The album’s centerpiece comes with “Fast Life,” G Rap’s team-up with a then young up-and-coming Nas. Back in 1995, the album’s second single was considered a dream collaboration, as Nas acknowledged that G Rap was one of his central influences as an emcee. A little over a year and a half after Illmatic’s release, Nas was still appearing only sparingly on other artists’ projects, so joining the fellow Queens legend suggested it would be a momentous occasion. G Rap has said the he viewed the song as him passing the torch to his younger comrade.

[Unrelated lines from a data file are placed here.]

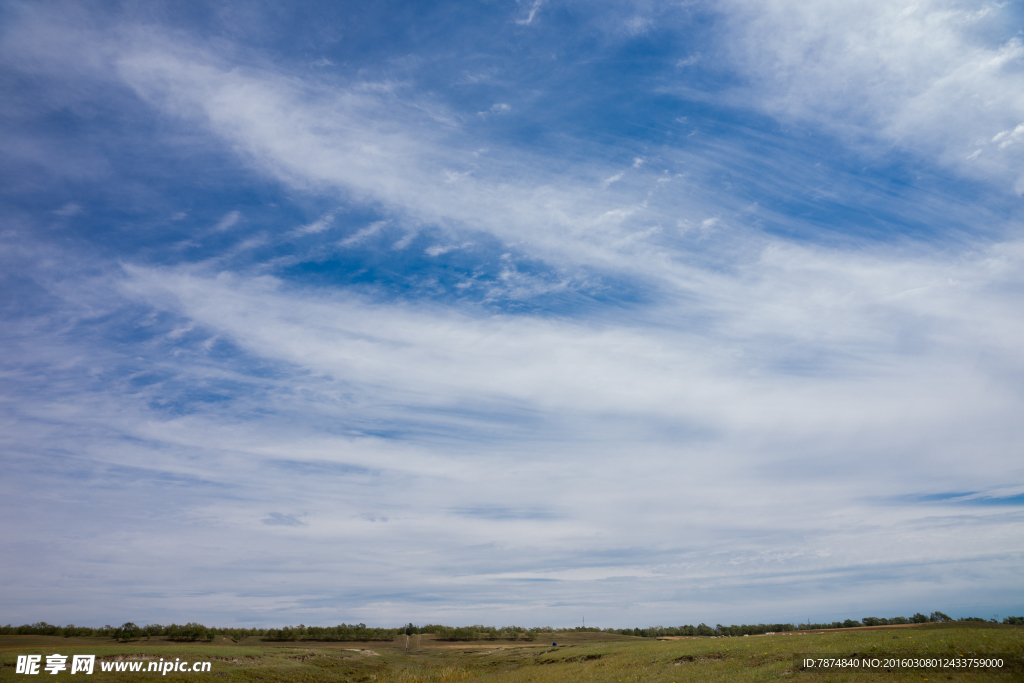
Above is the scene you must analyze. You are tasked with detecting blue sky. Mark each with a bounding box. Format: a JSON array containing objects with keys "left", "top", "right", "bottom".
[{"left": 1, "top": 0, "right": 1023, "bottom": 628}]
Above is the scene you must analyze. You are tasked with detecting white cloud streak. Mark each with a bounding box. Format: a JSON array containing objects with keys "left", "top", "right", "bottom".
[
  {"left": 338, "top": 220, "right": 387, "bottom": 247},
  {"left": 3, "top": 246, "right": 1023, "bottom": 624},
  {"left": 720, "top": 0, "right": 1024, "bottom": 188},
  {"left": 214, "top": 210, "right": 241, "bottom": 231},
  {"left": 113, "top": 41, "right": 675, "bottom": 279},
  {"left": 2, "top": 5, "right": 1023, "bottom": 626},
  {"left": 516, "top": 0, "right": 546, "bottom": 26}
]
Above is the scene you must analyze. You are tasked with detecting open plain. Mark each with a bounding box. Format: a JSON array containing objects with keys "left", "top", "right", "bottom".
[{"left": 2, "top": 622, "right": 1021, "bottom": 682}]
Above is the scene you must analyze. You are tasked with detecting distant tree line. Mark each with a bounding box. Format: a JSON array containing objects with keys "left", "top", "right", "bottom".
[
  {"left": 0, "top": 622, "right": 252, "bottom": 642},
  {"left": 405, "top": 625, "right": 537, "bottom": 641},
  {"left": 795, "top": 612, "right": 1009, "bottom": 630},
  {"left": 263, "top": 624, "right": 397, "bottom": 642},
  {"left": 0, "top": 622, "right": 396, "bottom": 643},
  {"left": 603, "top": 624, "right": 721, "bottom": 637},
  {"left": 2, "top": 612, "right": 1020, "bottom": 641}
]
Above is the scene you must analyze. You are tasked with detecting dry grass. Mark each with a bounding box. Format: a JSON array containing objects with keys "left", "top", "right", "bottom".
[{"left": 1, "top": 623, "right": 1021, "bottom": 682}]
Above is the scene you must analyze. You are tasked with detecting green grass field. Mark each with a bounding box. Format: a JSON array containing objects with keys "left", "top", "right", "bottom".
[{"left": 2, "top": 622, "right": 1021, "bottom": 682}]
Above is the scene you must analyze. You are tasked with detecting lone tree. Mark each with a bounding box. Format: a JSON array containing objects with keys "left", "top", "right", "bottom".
[{"left": 116, "top": 623, "right": 141, "bottom": 642}]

“Fast Life” didn’t quite live up to the enormous hype at the time, but by no fault of either G Rap or Nas. Both emcees are as sharp as expected, reveling in their own prowess as rappers and criminal kingpins. “The cee-lo rollers, money folders, sipping Bolla, holding mad payola,” G Rap boasts. “Slanging that Coke without the cola.” Nas is a bit more introspective in his verse, but still pops, “Cristal like it's my first child, licking shots Holiday style / Rocking Steele sweaters, Wallabee down.”
The production fits the vibe of the lyrics, as Buckwild hooks up a loop of Surface’s “Happy.” Neither emcee was a stranger to rhyming over smoother, R&B-influenced tracks, but I personally had hoped to hear them over more rugged production. The main glaring weakness is the R&B vocalist who pops on the track’s hook and adds nothing to the song. Again, “Fast Life” is not a disappointment by any means, but it falls just short of the high bar that the two emcees had set by then.

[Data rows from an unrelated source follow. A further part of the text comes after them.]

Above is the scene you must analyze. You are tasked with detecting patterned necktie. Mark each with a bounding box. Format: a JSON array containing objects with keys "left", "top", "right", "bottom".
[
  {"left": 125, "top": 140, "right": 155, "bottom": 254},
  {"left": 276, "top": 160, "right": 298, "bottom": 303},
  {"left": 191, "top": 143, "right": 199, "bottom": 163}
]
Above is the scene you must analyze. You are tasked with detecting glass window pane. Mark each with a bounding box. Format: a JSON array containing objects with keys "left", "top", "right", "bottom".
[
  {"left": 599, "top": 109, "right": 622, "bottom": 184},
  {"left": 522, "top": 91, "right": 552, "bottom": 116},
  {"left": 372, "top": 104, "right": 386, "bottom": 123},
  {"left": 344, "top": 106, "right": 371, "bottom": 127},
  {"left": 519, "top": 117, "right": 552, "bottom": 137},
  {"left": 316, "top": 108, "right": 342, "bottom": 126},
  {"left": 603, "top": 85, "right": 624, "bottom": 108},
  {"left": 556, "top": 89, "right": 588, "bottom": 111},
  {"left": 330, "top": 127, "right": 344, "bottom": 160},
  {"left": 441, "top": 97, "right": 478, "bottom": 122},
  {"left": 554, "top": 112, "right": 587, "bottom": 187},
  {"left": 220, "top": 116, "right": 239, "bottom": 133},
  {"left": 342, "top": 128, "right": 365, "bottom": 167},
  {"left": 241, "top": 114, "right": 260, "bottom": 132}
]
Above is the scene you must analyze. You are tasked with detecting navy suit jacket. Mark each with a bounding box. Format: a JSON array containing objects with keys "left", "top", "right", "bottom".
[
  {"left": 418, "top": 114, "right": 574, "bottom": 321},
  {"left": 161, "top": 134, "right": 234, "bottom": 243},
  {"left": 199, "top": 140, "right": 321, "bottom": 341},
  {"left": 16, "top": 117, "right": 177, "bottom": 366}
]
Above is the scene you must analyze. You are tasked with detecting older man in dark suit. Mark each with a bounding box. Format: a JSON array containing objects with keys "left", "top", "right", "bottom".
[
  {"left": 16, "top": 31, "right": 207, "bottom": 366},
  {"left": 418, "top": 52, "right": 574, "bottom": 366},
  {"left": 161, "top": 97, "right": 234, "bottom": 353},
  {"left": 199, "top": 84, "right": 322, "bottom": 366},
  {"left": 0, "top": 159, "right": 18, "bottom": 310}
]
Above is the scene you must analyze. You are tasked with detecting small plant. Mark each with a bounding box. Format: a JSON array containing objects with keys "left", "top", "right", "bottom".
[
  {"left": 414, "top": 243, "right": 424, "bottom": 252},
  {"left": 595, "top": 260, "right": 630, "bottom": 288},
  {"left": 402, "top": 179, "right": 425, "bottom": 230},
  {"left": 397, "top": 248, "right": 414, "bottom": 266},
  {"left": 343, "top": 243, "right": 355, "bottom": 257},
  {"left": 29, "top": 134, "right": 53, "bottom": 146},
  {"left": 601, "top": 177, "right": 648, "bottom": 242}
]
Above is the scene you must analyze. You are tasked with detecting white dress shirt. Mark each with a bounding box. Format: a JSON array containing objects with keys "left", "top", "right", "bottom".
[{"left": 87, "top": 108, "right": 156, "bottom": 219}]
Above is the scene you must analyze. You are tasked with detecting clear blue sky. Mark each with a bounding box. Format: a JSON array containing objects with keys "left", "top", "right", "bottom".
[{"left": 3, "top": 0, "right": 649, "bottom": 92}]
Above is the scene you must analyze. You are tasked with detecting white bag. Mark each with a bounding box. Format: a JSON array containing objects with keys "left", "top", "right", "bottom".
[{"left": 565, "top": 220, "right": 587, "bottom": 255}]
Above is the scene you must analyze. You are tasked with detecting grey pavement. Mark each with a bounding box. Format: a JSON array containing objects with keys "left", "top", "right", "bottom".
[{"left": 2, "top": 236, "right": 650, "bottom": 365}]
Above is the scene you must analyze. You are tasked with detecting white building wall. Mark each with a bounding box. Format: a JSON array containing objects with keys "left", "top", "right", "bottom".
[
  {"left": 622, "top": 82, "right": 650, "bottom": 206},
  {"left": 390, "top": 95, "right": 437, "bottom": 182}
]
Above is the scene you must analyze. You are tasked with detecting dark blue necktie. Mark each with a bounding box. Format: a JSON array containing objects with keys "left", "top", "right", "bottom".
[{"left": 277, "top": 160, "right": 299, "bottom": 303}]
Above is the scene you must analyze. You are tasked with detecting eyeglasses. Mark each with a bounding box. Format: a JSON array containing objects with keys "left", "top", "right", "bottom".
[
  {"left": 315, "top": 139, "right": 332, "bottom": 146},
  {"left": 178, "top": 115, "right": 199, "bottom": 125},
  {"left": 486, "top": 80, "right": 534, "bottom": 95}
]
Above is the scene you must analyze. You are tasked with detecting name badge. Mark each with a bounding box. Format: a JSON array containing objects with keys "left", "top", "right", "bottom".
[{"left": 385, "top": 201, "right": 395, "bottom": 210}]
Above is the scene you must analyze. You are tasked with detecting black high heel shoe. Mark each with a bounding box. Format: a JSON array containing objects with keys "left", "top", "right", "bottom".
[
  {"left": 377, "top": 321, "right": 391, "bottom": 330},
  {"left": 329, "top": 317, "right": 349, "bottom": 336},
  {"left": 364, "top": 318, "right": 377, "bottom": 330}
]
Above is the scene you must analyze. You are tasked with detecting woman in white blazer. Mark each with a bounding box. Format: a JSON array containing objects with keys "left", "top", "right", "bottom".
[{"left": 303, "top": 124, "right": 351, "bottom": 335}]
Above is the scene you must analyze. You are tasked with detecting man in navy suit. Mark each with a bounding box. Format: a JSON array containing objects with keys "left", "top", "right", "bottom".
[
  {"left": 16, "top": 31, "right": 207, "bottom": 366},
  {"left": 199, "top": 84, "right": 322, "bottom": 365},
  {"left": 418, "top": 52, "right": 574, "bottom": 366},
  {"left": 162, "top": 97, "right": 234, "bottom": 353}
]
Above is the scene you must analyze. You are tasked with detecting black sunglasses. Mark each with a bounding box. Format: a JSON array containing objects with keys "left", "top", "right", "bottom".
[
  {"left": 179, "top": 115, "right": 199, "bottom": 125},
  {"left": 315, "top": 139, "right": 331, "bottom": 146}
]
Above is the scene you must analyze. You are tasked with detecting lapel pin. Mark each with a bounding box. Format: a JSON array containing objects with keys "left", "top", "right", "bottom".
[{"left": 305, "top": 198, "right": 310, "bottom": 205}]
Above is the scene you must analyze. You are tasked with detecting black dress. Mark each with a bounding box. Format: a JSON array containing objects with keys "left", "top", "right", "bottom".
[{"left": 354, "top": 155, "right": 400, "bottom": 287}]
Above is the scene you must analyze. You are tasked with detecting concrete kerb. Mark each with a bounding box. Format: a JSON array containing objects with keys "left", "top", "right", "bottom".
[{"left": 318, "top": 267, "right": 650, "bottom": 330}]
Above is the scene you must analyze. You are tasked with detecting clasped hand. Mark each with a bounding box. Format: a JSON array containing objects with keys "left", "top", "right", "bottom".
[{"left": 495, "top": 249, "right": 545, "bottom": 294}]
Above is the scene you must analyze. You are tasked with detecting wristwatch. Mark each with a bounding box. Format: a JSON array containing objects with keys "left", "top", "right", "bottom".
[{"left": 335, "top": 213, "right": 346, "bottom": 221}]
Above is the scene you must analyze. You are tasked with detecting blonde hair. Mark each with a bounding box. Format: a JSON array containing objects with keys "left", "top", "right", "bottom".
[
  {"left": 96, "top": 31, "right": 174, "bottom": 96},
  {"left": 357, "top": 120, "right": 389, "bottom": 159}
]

G Rap enlists B-1 and Grimm, another pair of upcoming street emcees, on a pair of tracks. The Queens native B-1 was a fixture on the NYC underground scene in the late ’90s, releasing numerous independent 12s. These days Grimm is better known as MF Grimm or GM Grimm, longtime friend of MF DOOM and one of the architects of the Monsta Island Czars crew. A year before 4,5,6 was released, he survived a shooting that left him paralyzed from the waist down.
The three come together first on “Take ’Em To War,” which sounds like some sinister gothic Western shit, as T-Ray samples and re-freaks David Axelrod’s “Divine Image.” G Rap delivers not only his best verse on the album, but also among the best verses of his career, describing in detail him hunting and gunning down an unsuspecting adversary. He raps, ”You got beef? Go get yourself a wreath, because it's murder/ ’Cause I put holes in my beef like fuckin White Castle burgers.”
“Money on My Brain” is the slightly more upbeat track, where the trio describes their plots to make money by any means. It’s a stark yet bouncy entry, as Dr. Butcher samples the keyboard intro to Herbie Hancock’s “Chameleon” and puts together a stripped-down drum track. All three emcees detail their efforts to escape their neighborhood and live a charmed life.
4,5,6 signaled the end of an era of sorts. Cold Chillin’, once the proud home to the Juice Crew, spent the next couple of years releasing compilations of their greatest hits and “lost” tracks by their artists before folding. G Rap has continued on with his solo career, releasing another eight or so albums, mostly independently. He’s still extremely talented as an emcee, but only rarely is able to secure production that matches his skill on the mic. Although it signified a pivot in everyone career, 4,5,6 is an extremely admirable effort.